Project: Creative Coding 5/15/24 - Give The Devil His Due


Wed May 15 10:27:58 GMT-0700 (Pacific Daylight Time) 2024

The Creative Coding prompt was:

He will give the devil his due. — from King Henry IV

Someone looked up the meaning of that phrase.

one has to acknowledge the positive qualities of a person who is unpleasant or disliked.

I was grateful because I would have come up with a completely different idea of the meaning, something about an evil library.

I had recently watched AI-driven Dynamic Dialog through Fuzzy Pattern Matching. That describes how Valve makes actors talk to each other based on the current situation of the world. I wanted to make a simulation where a handful of autonomous actors trade procedurally generated dialogue. The actors could act out any situation, so I thought I could sufficiently abide by the creative prompt.

I started out with some hand-crafted actors with weird names. The thought developed into a scene where people are trading bad jokes to pass the time.



Mon May 20 02:50:00 PM PDT 2024

I got to a place where each character would tell some jokes, and eventually they'd all be too exhausted. I wanted them to regain stamina and start telling jokes again. When I tried to add regaining stamina, I realized I wasn't sure where it would go. My best thought was to make a separate temporal system, a normal real-time game loop where each character would regain some small chunk of their stamina over time. That didn't fit into the current model at all, where I was focused on an event-based model. But it made sense that to see a real-time scene play out, we'd want both a real-time engine, and an event engine.

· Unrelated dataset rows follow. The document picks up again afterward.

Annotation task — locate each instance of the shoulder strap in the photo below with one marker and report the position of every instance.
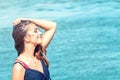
(22, 63)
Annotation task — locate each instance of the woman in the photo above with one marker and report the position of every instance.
(31, 63)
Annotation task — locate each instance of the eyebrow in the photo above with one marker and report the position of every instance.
(36, 28)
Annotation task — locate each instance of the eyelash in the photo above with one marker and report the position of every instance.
(35, 31)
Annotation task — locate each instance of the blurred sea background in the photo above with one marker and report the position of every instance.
(86, 45)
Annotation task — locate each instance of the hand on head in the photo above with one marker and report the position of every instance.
(17, 21)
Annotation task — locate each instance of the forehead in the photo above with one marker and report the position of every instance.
(31, 26)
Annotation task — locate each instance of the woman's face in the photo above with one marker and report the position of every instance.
(33, 34)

The real-time engine might spit out events regularly, and the event engine would respond, sometimes spitting out more events in its response, or scheduling new event listeners for future real-time triggers. Seemed like a great pairing, and closer to what I had in my other project. So instead of attempting to build this event-based dialogue generator in isolation, I realized it would be another component of the system I'd built elsewhere.